A Poem, A Book, and Two Films
A poem by Rumi says, “This is not the real reality. The real reality is behind the curtain. In truth, we are not here. This is our shadow.”
No wonder those of us sometimes in touch with the real reality sometimes feel on the edge of this other one. With the veil parted but only us to see it, no wonder that these other people being so serious about this play of shadows seems strange to us.
I’m reading The Spontaneous Fulfillment of Desire by Deepak Chopra. Early on in the book he says this: “The question is: Would you recognize a miracle if you saw one?” Isn’t that just elegant?! He goes on, “If you recognized it, what would you do? And if you could somehow orchestrate your own miracles, which miracles would you choose?”
What with the flu and it generally being winter, we’ve rented a number of films lately. Some were surprisingly good, like Almost Famous which I didn’t expect much from but thoroughly enjoyed (could have been the Southern Rock in the soundtrack) and Something’s Got to Give for some older romantic comedy since I get so tired of everything being between twenty year olds.

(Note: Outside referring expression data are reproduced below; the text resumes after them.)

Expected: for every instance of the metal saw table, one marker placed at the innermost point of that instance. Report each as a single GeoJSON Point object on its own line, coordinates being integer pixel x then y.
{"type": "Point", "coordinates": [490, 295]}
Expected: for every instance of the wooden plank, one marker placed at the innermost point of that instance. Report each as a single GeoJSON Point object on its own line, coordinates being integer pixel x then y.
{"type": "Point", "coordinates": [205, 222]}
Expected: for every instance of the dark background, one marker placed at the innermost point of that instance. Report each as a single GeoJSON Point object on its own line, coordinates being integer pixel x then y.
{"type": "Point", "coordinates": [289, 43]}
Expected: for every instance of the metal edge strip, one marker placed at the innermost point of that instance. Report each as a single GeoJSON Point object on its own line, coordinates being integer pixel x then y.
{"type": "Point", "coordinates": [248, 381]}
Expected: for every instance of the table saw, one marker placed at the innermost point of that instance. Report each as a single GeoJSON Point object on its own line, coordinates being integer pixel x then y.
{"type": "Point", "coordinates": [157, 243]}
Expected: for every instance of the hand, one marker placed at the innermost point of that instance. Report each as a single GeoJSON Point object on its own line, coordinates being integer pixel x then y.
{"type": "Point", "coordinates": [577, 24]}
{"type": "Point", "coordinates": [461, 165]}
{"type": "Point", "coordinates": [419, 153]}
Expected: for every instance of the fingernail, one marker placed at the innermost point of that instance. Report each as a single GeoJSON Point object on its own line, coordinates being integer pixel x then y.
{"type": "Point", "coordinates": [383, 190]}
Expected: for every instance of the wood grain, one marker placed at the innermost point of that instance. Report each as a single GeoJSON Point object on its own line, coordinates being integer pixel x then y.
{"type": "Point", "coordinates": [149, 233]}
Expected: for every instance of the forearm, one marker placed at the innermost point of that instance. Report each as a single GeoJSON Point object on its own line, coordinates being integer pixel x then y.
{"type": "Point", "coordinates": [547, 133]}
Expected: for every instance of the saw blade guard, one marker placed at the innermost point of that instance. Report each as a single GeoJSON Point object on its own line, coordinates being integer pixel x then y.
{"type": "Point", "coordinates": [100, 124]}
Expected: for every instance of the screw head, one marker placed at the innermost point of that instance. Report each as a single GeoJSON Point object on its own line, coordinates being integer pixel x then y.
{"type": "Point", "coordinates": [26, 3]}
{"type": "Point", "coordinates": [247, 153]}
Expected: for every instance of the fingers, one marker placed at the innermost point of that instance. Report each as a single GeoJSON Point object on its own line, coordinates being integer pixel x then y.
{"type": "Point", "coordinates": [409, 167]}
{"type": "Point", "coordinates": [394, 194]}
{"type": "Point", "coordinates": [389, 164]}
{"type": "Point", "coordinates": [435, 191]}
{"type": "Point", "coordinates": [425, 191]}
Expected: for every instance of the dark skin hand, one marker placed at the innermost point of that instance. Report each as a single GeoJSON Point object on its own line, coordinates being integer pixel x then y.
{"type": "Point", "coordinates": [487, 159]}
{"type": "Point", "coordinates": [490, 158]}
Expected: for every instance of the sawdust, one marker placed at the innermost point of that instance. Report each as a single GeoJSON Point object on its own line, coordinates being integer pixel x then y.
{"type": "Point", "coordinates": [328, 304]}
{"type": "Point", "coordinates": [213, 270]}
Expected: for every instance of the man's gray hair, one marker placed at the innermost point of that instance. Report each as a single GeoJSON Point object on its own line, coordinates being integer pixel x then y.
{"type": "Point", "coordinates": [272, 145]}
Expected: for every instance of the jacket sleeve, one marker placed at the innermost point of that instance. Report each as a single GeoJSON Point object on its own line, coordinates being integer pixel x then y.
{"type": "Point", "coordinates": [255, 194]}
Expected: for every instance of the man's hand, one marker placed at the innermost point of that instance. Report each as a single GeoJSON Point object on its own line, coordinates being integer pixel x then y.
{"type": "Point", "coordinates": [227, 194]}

Two, however, were very much alike and yet totally different. Lost in Translation got all sorts of good press. It follows two Americans in Tokyo for a few days, exploring their alienation, boredom, longing for connection. Station Agent focuses on three characters in very rural New Jersey who find connection in spite of themselves. The films are similar in how they look at the dailiness of their lives, in how they basically lack any plot, how it is the small things that are highlighted and not the big things films more often go for. They are dissimilar in that Lost in Translation totally sucked wind, was b-o-r-i-n-g – because its people were boring, had no lives or hopes of lives ever anywhere amen. The characters in Station Agent were interesting themselves and so even watching a three car train go by every couple of hours became interesting to do with them. Translation pretends its characters make a connection in the end but all that connects is their lonely longing – it isn’t relieved by any real connection between them. In Station Agent the characters get connected, become friends, even though that is just a small thing, no fireworks, no kisses. But it is real reality. Even for a film. Station Agent is definitely worth seeing.